Chronicles of My Life, An American in the Heart of Japan
Columbia University Press,New York, 2008, 208 pages, including photographs and list of names of Japanese mentioned in the text. Hardback £16.50. ISBN 13: 978-0231144407
Review by Sir Hugh Cortazzi
Keene is the most eminent foreign scholar of Japan. He has written more than thirty books about Japan including many translations of Japanese works from medieval to modern times and an illuminating history of Japanese literature.
His book “On Familiar Terms, a Journey across Cultures” which was published by Kodansha International in 1994 included some account of his life and his immersion in Japanese history and culture. The present volume is more the personal story of his life and friendships.
He was a lonely child, but was introduced to Europe as a boy when he accompanied his father in 1931 visiting Paris, Vienna and Berlin. One day in 1940 he came across in a second hand bookshop in New York a copy of Arthur Waley’s “Tale of Genji” which he bought for 40 cents. He found the translation ‘magical’ as so many others since have done. After the war when he was teaching at Cambridge University he enjoyed meeting Waley in London. He began to study Japanese before he joined the US Navy where he was trained at the US Navy’s Japanese Language School.
One of his war-time assignments with Otis Carey took him to Attu, a cold inhospitable island in the Aleutians where he took part in the American landings. There were only twenty-nine Japanese prisoners. Later he took part in the landing on Okinawa, by good fortune escaping death from a failed kamikaze attack. After the war he was sent to China rather than to Japan, although he managed a week’s quick visit to occupied Japan.
On being demobilised he resumed his studies of Japanese at Columbia University and later at Harvard where he was disappointed by Professor Elisséeff’s attitude towards Japanese scholars.

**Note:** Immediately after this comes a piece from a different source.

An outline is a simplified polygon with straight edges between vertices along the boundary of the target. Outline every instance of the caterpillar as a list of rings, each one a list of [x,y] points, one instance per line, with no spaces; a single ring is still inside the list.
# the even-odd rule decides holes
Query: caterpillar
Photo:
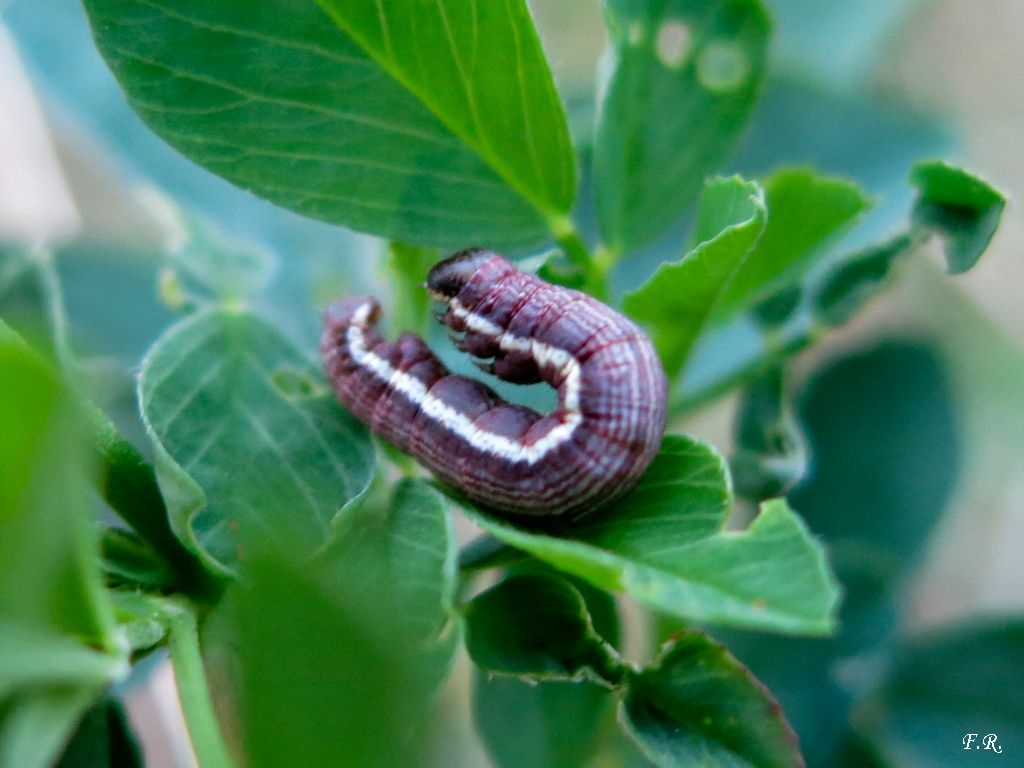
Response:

From there he managed to win a fellowship to go to England. He thought it would be a mistake to study Japanese in England where there were at that time few opportunities for Japanese studies. Instead he thought of taking up Arabic and Persian, but was dissuaded from pursuing this idea. Although he had an MA from Columbia he was regarded by Cambridge University as an undergraduate.
He decided to spend his first Christmas in Italy. On his way there his only copy of his draft doctoral thesis was stolen. Devastated by this experience he was fortunately helped by kind English friends. He set about rewriting his thesis and came in touch with Eric Ceadel who had been appointed senior lecturer in Japanese at the University. Ceadel asked him to teach Japanese conversation. ‘At the time, students at Cambridge were introduced to the language by reading the preface to the tenth-century anthology of poetry “Kokinshu” in the original…My conversation classes were most peculiar. The students tended to use tenth-century vocabulary even when relating contemporary events.’ Donald went on to join the staff at Cambridge and worked on his book “The Japanese Discovery of Europe.”
In London he was able to enjoy concerts and operas. He recalled these London performances “with particular affection and with gratitude” that he “happened to be present during an extraordinary revival of music.” He records that “On the whole I was happy during he five years I lived in England,” but he wanted to get to Japan.
He managed to win a fellowship which enabled him to travel to Japan. He reached Tokyo in August 1953 and went straight to Kyoto. He found Kyoto “a wonderful city” and immersed himself in Japanese culture. “My greatest pleasure at this time,” he writes, “was my kyogen (comic drama) lessons”.
Cambridge University would not extend his leave of absence but he was allowed to do so by Columbia University which offered him a post. From then on he has commuted each year between New York and Japan.
In Japan he made many friends in the literary and publishing world including Tanizaki Junichirō, Kawabata Yasunari and Mishima Yukio, but while he worked on modern novels he never flagged in his study of Japanese classical literature.
All foreign students of Japanese culture owe a great debt to Donald Keene’s scholarship and must admire his sensitive writing about Japan, its literature and its history. They will enjoy this memoir with its charming little colour illustration. Donald’s humility and humour shine through.